After leaving Parliament in 2009, Zita served as a special adviser to Minister Tina Joemat-Pettersson and then, from 2010 to 2012, as her Director-General in the Department of Agriculture, Forestry, and Fisheries. He left that position in September 2012.

== Early life and career ==
Zita was born on 7 December 1967. He was formerly the regional secretary of COSATU in the Witwatersrand and by 1995 was the national education officer of the SACP.

In 1998, Zita was elected to the Central Committee of the SACP, the party's executive organ. However, in his account, the leadership elected alongside him in 1998 – headed by Blade Nzimande – was dominated by "doctrinaire Marxist-Leninists" who were largely uninterested in promoting democracy or the renewal of the party. He later said that, during this period, he was "purged" from the SACP's head office and the party abandoned the national political education programmes he had developed.

== Parliament: 1999–2009 ==
Zita was elected to represent the ANC in the National Assembly in the 1999 general election and served two terms, gaining re-election in 2004. He represented the Gauteng constituency.
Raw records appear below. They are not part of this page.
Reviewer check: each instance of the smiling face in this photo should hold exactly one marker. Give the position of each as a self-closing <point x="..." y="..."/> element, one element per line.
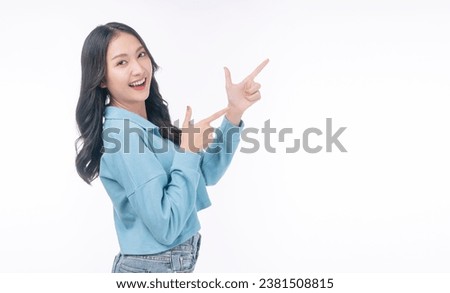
<point x="128" y="72"/>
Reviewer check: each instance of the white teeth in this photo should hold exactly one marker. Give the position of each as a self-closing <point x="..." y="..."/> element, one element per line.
<point x="138" y="83"/>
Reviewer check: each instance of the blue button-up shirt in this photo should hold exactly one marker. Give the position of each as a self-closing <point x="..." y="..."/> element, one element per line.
<point x="156" y="189"/>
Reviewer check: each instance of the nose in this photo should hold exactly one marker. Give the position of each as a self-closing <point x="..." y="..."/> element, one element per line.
<point x="136" y="68"/>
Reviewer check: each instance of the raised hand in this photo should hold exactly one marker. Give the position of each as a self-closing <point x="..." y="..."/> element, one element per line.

Midway through his first term, at an SACP congress in 2002, Zita failed to gain re-election to the Central Committee; his critics said that, since joining Parliament, he had radically altered his views and become a supporter of President Thabo Mbeki's neoliberal Growth, Employment and Redistribution (GEAR) policy. However, he reportedly remained a close ally of COSATU secretary-general Zwelinzima Vavi.

During part of his second term in Parliament, he chaired the Portfolio Committee on Environmental Affairs and Tourism.
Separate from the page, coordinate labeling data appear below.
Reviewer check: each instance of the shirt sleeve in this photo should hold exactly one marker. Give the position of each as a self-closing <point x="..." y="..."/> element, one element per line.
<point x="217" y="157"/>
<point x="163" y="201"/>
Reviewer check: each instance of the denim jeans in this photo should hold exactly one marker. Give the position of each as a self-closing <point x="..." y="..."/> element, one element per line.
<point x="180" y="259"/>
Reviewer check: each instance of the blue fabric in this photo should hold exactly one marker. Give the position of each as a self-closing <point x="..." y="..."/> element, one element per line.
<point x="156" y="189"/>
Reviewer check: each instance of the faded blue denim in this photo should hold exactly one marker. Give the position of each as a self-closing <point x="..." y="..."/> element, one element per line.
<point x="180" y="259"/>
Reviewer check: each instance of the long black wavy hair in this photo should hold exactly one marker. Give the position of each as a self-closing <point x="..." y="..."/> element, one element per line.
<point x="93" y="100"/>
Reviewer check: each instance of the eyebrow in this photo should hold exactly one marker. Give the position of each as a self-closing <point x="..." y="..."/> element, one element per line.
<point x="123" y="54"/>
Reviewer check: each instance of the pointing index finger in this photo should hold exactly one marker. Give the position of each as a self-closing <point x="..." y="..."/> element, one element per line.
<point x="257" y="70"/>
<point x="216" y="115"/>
== Civil service: 2010–2012 ==
Zita left Parliament in the 2009 general election and became a special policy adviser to Tina Joemat-Pettersson, then the Minister of Agriculture, Forestry, and Fisheries, a newly created portfolio. He reportedly became one of Joemat-Pettersson's closest advisers and "closely involved in departmental decision-making". In September 2010, President Jacob Zuma appointed him as Director-General of Joemat-Pettersson's department.

However, less than two years later, on 26 June 2012, the department announced that Zita had been suspended. An official press release said that the suspension was "an administrative matter" and gave no further reasons. The opposition Democratic Alliance (DA) welcomed his suspension, saying that he had "done little to put this struggling department back on a solid footing", as did Agri SA, which described Zita as an example of the pitfalls of cadre deployment and criticised his "ignorance of and sluggish way of addressing problems of commercial agriculture".

In September 2012, the department reported that Zita and Joemat-Pettersson had "mutually agreed to part ways amicably". The department bought him out of the rest of his contract with a payout of over R1.6 million. The DA objected that the public had a right to know why he had been suspended, but no further explanation was forthcoming. City Press reported that Zita and Joemat-Pettersson had "bumped heads" over plans for the department to spend R800 million on a development project in President Zuma's hometown.

As of 2018, Zita was director of political education and training for the Gauteng branch of the ANC.